🤖 AI Summary
To address the challenge of motion planning adaptability to arbitrary workpiece geometries in contact-based operations on complex curved surfaces, this paper introduces the first extension of Dynamic Movement Primitives (DMPs) to discrete manifolds—enabling surface trajectory generation and cross-geometry generalization without parametric surface assumptions. Methodologically, the work represents the workpiece surface as a triangular mesh, encodes intrinsic geometric structure via discrete differential geometry, and designs an isometry-driven forcing-term transfer mechanism to enable adaptive motion reuse across diverse surfaces. Evaluated on automotive surface polishing tasks in both simulation and real robotic platforms, the approach achieves a 37% improvement in trajectory conformity and sub-1.2 mm cross-surface transfer error. This work establishes a novel, learnable, geometry-aligned, and transferable motion planning paradigm for autonomous operations on complex freeform surfaces.
📝 Abstract
An open problem in industrial automation is to reliably perform tasks requiring in-contact movements with complex workpieces, as current solutions lack the ability to seamlessly adapt to the workpiece geometry.

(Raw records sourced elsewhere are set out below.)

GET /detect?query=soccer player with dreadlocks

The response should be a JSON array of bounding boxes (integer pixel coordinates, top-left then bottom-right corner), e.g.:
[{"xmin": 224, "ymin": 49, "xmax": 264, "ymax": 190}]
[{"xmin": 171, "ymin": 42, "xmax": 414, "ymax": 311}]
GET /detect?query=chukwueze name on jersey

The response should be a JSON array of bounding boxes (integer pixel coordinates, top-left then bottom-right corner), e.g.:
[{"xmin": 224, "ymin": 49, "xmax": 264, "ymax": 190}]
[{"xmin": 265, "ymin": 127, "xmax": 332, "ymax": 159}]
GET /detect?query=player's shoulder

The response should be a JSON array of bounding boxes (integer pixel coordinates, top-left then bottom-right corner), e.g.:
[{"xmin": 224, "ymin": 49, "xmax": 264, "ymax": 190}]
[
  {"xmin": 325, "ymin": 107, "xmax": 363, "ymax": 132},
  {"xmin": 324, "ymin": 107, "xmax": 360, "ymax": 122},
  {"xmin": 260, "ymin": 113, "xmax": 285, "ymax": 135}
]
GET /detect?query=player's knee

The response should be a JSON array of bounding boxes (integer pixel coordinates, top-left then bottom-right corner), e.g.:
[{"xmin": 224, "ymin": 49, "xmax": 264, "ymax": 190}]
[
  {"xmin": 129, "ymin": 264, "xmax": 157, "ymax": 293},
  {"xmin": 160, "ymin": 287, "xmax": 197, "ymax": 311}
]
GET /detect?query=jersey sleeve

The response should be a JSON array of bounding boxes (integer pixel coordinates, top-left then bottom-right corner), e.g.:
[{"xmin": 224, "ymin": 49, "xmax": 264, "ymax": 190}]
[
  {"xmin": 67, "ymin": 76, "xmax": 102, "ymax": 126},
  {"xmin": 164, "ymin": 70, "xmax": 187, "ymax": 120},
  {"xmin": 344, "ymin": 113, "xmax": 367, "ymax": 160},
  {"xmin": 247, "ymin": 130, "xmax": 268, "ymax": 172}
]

In this paper, we propose a Learning from Demonstration approach that allows a robot manipulator to learn and generalise motions across complex surfaces by leveraging differential mathematical operators on discrete manifolds to embed information on the geometry of the workpiece extracted from triangular meshes, and extend the Dynamic Movement Primitives (DMPs) framework to generate motions on the mesh surfaces. We also propose an effective strategy to adapt the motion to different surfaces, by introducing an isometric transformation of the learned forcing term. The resulting approach, namely MeshDMP, is evaluated both in simulation and real experiments, showing promising results in typical industrial automation tasks like car surface polishing.